12.14 Auto-Vectorization to SIMD
The compiler supports auto-vectorization for loops at optimization level -O3. The advantage of auto-vectorization is that the compiler can recognize scalar variables (which can be integer, fixed-point, or floating-point types) in order to utilize SIMD (Single Instruction, Multiple Data) instructions automatically.
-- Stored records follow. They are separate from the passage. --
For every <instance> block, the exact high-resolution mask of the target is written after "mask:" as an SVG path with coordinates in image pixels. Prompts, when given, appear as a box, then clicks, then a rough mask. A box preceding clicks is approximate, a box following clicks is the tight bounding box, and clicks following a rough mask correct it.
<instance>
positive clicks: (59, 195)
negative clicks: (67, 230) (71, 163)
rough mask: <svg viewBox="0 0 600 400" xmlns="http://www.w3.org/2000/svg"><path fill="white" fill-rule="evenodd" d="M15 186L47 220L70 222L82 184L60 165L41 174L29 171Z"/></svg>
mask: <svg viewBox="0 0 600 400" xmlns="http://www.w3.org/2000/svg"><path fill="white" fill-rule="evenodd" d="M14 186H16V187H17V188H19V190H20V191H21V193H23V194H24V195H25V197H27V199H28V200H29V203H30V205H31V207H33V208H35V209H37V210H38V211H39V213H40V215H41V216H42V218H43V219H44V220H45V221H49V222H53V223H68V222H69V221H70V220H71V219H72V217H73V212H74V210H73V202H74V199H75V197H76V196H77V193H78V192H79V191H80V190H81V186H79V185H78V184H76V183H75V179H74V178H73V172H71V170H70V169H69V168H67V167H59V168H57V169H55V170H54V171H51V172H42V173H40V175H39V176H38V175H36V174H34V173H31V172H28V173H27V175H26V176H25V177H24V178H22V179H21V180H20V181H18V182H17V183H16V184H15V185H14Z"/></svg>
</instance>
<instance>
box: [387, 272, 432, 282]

In the ideal case, when auto-vectorization is used, there is no need to use SIMD variables explicitly.
Example:
/* add8.c */
unsigned char a[32], b[32], c[32];
void add8() {
int i;
for (i = 0; i < 32; i++)
{
c[i] = a[i] + b[i];
}
}
# Illustrative generated assembly code
add8:
lui v0,0x0
addiu v0,v0,0
lui a0,0x0
addiu a0,a0,0
lui v1,0x0
addiu v1,v1,0
addiu a3,v0,32
lw a2,0(a0)
lw a1,0(v0)
addiu v0,v0,4
addiu a0,a0,4
addu.qb a1,a2,a1
addiu v1,v1,4
bne v0,a3,1c <add8+0x1c>
sw a1,-4(v1)
jr ra
In add8.c
, elements in two arrays of unsigned char
are
added together. The compiler automatically generates the code for
addu.qb
to add four elements at a time.
For existing C code, try auto-vectorization at the -O3 optimization level without any modifications to see if the compiler can auto vectorize the loops. In some cases, if the loop body is too complex, the compiler will not be able to auto-vectorize the loop; in this case, you may choose to restructure and simplify the loop.